Really? That’s the scale?
What about all those other women in Angola? What about the ones who organize, struggle, and keep on keeping on?
Women like Teresa Quarta, chairwoman of the Association of Angolan Women and Sports (AMUD), who argued this week that women athletes is all fine and well, but Angola needs to attend to developing and supporting women sports managers. What about women like primary school Maria Emelia and Rosa Florinda, women who don’t deny that things are tough, that classes are overcrowded, that the country lacks sufficient numbers of trained teachers, that too many children are too hungry. Women teachers, across the country, who keep teaching, keep pushing, keep pulling. Factory workers, farmers and farm workers, nurses and doctors, women. Ordinary women. Women not defined by their encounter with the European state. Women defined as simply Angolan.
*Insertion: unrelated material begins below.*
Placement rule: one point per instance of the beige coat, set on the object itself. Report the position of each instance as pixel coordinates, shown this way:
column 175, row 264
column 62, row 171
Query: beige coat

When they look for a model, when they look for a Queen, for example, they need not look to Queen Beatrix, of the Netherlands, nor to her mother, Queen Juliana. Instead, they could look closer to home. They could look to Queen Nzinga, Nzinga the Warrior Queen of the Ndongo and Matamba, that woman who overcame local structures, who defied and often defeated the Portuguese, who almost single handedly created a new state. Nzinga was not a saint, was not some pure or ideal woman. She cut deals. She allied with the Dutch against the Portuguese. She provided safe haven for runaway slaves while at the same time engaging in the slave trade. That’s life. “It’s complicated.”
Nzinga was not a heroine nor is she an icon. She was a leader. Nzinga led in war, peace, commerce, politics, and life. Nzinga was an Angolan woman who led Angolans into action. Nzinga was an Angolan woman, who presaged not only Angola’s national independence but also its national autonomy. Include her and her descendants into the narratives and `scales’ of Angola.